Aasmah Mir
DO you have a minute for the starving children of Africa? The world stops. What is the right answer to that question? “No”? “Yes, but …?” Welcome to the world of the chugger – or charity mugger – who will guilt you into signing a direct debit or drive you to behave in an uncharacteristic way – ignoring them, suddenly losing the power of speech or crossing the road with your mobile clamped to your ear.
Charities need money, but chuggers are a nasty modern twist on a basically good idea. Just watch them operating for five minutes. People give them a berth wider than Johnny Vegas’s bottom. It’s not that they don’t want to give. But they don’t want to be guilted or intimidated into giving. So hurrah for the handful of councils that have now started excluding chuggers from certain areas.
People gave before anyone thought up the street charity worker – and we now have access to more ways of donating than ever before – internet, text message, direct debit. I noticed outside a tube station how everyone crossed the road to avoid the row of charity workers with their clipboards and cagoules. Inside the station, most of them put change in the tin of a man sitting on a stool collecting for the Royal National Institute for the Blind. He wasn’t even rattling his tin. He certainly wasn’t blocking anyone’s path or trying to be sarcastic.
All we need now is for the exclusion zones to cover other forms of intrusion. You can walk 100 yards down a street and be asked all sorts of personal questions and handed all kinds of junk. Do you have a minute for starving children? Can I ask you where you got your hair done? We’d like to give you a free makeover … are you up for it? Do you have any piercings? Do you use wax strips? Leave me alone. This is the middle of Oxford Street, not my bathroom.

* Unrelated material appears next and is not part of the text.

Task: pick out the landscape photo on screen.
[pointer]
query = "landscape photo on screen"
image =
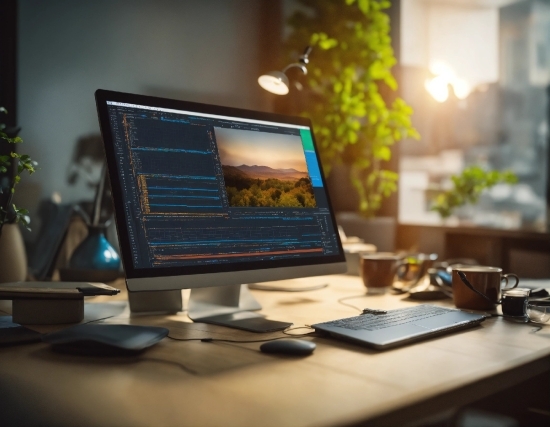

It’s no wonder that more and more people are opting out of electoral rolls and trying to protect their telephone numbers and addresses. But there’s still little shelter on the street, where the cold-caller is in front of you and can choose to make your life hell.
Oh, you don’t have time for the starving children in Africa? Triumph in their voice, their eyes narrowing. Murderer. You’re in a hurry? Well a child dies in Africa every minute. Surely you can spare a minute?
Hello, yes you, lady in the green top, looking gorgeous – please don’t avoid me. I’m just trying to help children who are dying of starvation.
Or do you do what I saw a man do recently? He’d been stopped by four or five chuggers in a row. “Yes, I do have time for the starving children of Africa,” he said, “but no time or inclination to let you siphon off 10% of what I give you, for your wages, before it reaches anyone remotely near Africa.” The chugger stopped in her tracks. People clapped. I thought these things only happened in films starring Tom Hanks or Robin Williams. It’s not nice when someone shames you in public, is it?
Let’s have a bit more privacy in public. So we don’t have to be stripped bare, morally or cosmetically. Like the very polite Eastern European woman who approached me with a clipboard and some shampoo and said: “Can I ask you about your hairs?” Good God, I thought, how can she see them from there?